Schematic representation of the major steps of synovial joint formation. Mesenchymal pre-chondrogenic condensations appearing in the early limb bud exhibit no over signs of joint formation and are thus uninterrupted (A). Unknown up-stream mechanisms possibly involving Hox genes determine the exact location for joint initiation, and the first overt morphological sign of joint formation is a further gathering and condensation of cells (B). Soon after, the interzone becomes readily recognizable as a thicker and quite compact structure oriented perpendicularly to long axis of the long bone anlagen and composed of mesenchymal cells connected by gap junctions (C).

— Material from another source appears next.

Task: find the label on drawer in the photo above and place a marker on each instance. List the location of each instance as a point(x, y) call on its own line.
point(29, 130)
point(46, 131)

The interzone and its adjacent epiphyseal cartilaginous tissue initiate a morphogenetic process that will eventually mold the joint into its required and distinct three-dimensional configuration (D). Eventually, all the distinct components of a mature joint form and include articular cartilage and capsule (E).

FIGURE 2

Fluorescent images of chick embryo digit joints. DiI was microinjected in the immediate vicinity of incipient metatarsal-phalangeal joint in Day 6.5 chick embryos in ovo (A, arrow) or at a distance of about 0.3 mm (B, arrow). Eggs were re-incubated and examined 48 h later. Limbs were sectioned and examined under fluorescence microscopy. Note in (A) that labeled peri-joint cells appear to have migrated into the developing joint from the point of injection (arrow) to locations along the joint (arrowheads). Note in (B) that labeled cells have migrated from the injection point (arrow) as well, but not into the joint.

FIGURE 3

Microscopic and RT-PCR analyses of interzone cells in culture. Interzones were microsurgically isolated from Day 6.5 chick embryo digits, dissociated into single cell suspensions, and grown in monolayer. (A), phase microscopic image of day 2 cells exhibiting a fibroblastic and flat morphology; (B), phase microscopic image of day 7 cells exhibiting a round and refractile morphology; (C) RT-PCR analysis of genes expressed by freshly-isolated interzone cells, namely Wnt-14 (lane 1), GDF-5 (lane 2), Gli-3 (lane 3), CD-44 (lane 4) and collagen IIA (lane 5); and (D) RT-PCR analysis showing that the day 7 cultures express high levels of collagen IX and aggrecan genes (lanes 2 and 4) compared to lower levels in day 2 cultures (lanes 1 and 3).

FIGURE 4

Schematic representation of the major human ERG variants. Indicated are the major domains, including the N-terminal region, the alternatively-spliced 81 and 72 bp exons in the middle region, the est DNA-binding domain (ETS), and the C-terminal region.

FIGURE 5

Anatomical, histological and in situ hybridization analyses of developing skeleton. Day E18.5 wild-type (WT) mouse embryos and transgenic embryos expressing human ERGp55Δ81 in cartilage (TG) were processed for skeletal anatomical analysis (A and B), histology (C and D) and in situ hybridization analysis of collagen X gene expression (E and F). Note in WT that the skeleton and long bone growth plate have normal appearances (A and C) and normal strong expression of maturation marker collagen X (E). In contrast, the transgenic skeleton is much smaller (B), the growth plate is completely disorganized and composed of uniform chondrocytes displaying an immature small-sized appearance (D), and there is poor expression of collagen X (F).